I’ve been thinking about AI robotics lately… if internally at labs they have a GPT-2, GPT-3 “equivalent” for robotics, you can’t really release that. If a robot unloading your dishwasher breaks one of your dishes once, this is a massive failure.
So there might be awesome progress behind the scenes, just not ready for the general public.
> If a robot unloading your dishwasher breaks one of your dishes once, this is a massive failure.
That's a bit exaggerated, no? Early roombas would get tangled in socks, drag pet poop all over the floor, break glass stuff and so on, and yet the market accepted that, evolved, and now we have plenty of cleaning robots from various companies, including cheap spying ones from china.
I actually think that there's a lot of value in being the first to deploy bots into homes, even if they aren't perfect. The amount of data you'd collect is invaluable, and by the looks of it, can't be synth generated in a lab.
I think the "safer" option is still the "bring them to factories first, offices next and homes last", but anyway I'm sure someone will jump straight to home deployments.
I ended up watching Bicentennial Man (1999) with Robin Williams over the weekend. If you haven't seen I thought it was a good and timely thing to watch and is kid friendly. Without giving away the plot, the scene where it was unloading the dishwasher...take my money!
From an economic standpoint the industry is anyway the most relevant by far. Its easier as the env is a lot more controlled, professionals configure and maintain the robots, they buy in bulk and have more money.

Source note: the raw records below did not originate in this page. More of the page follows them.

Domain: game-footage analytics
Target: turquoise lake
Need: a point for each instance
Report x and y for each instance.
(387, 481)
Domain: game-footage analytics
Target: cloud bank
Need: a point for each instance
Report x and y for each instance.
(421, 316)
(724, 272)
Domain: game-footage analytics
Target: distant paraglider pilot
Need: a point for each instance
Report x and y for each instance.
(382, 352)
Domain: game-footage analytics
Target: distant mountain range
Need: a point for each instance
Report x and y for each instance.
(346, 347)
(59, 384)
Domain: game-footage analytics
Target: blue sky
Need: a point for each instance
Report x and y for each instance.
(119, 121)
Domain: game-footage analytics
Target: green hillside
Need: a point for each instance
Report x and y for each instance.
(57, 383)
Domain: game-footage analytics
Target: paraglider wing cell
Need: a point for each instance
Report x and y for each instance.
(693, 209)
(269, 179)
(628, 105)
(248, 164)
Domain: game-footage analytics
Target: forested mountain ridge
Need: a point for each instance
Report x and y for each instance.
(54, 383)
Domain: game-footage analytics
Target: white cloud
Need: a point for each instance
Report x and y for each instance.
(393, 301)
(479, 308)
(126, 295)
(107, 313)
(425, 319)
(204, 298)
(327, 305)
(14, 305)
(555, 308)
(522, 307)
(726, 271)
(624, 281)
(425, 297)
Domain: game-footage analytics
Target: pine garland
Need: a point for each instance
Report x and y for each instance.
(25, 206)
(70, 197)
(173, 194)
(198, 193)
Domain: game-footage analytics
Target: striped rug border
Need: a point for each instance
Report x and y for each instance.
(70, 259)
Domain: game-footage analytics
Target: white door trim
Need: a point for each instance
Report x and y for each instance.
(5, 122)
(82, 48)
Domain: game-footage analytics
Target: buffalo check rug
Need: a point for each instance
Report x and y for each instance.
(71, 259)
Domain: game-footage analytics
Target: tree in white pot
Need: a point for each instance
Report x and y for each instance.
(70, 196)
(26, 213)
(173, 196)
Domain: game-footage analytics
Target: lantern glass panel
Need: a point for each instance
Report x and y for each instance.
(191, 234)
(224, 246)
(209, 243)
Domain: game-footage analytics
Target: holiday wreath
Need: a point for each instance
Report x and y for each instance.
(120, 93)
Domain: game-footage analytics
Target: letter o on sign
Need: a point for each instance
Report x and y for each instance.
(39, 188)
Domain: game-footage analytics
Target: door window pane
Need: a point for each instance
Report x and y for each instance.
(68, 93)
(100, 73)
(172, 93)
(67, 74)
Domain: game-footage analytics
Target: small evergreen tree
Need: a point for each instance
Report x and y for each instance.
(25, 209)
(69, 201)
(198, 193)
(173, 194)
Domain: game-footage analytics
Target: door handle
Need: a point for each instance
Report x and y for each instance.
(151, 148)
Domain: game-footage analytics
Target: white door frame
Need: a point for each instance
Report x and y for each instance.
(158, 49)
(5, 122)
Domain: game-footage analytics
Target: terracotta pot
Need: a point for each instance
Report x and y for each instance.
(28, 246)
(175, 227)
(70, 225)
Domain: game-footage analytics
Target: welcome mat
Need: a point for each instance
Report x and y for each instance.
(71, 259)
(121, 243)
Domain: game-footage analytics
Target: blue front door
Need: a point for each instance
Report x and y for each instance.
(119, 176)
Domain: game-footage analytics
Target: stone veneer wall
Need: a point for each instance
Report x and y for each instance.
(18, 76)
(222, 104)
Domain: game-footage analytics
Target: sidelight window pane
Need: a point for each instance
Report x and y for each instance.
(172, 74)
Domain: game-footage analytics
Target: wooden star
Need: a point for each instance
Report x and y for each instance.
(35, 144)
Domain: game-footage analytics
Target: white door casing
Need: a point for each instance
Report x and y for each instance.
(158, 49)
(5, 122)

My concern with a household robot is not the dishwasher but the tv screen, the glas door, glas table, animals (fish/aquarium) etc. the robot might walk through, touch through or fall onto.
I have broken dishes loading and unloading the dishwasher. Am I a massive failure?
My non-AI dishwasher can't even always keep the water inside. Nothing is perfect.
> If a robot unloading your dishwasher breaks one of your dishes once, this is a massive failure.
Depending on what the rate of breaking dishes is, this would be a massive improvement on me, a human being, since I break a really important dish I needed to use like ~2x per month on average.
It's called "VLA" (vision-language-action) models: https://huggingface.co/models?pipeline_tag=robotics
VLA models essentially take a webcam screenshot + some text (think "put the red block in the right box") and output motor control instructions to achieve that.
Note: "Gemini Robotics-ER" is not a VLA, though Gemini does have a VLA model too: "Gemini Robotics".
There's not enough internet-scale data for robotics. The gap is huge! So anyone that claims to have a GPT like model is not behing honest.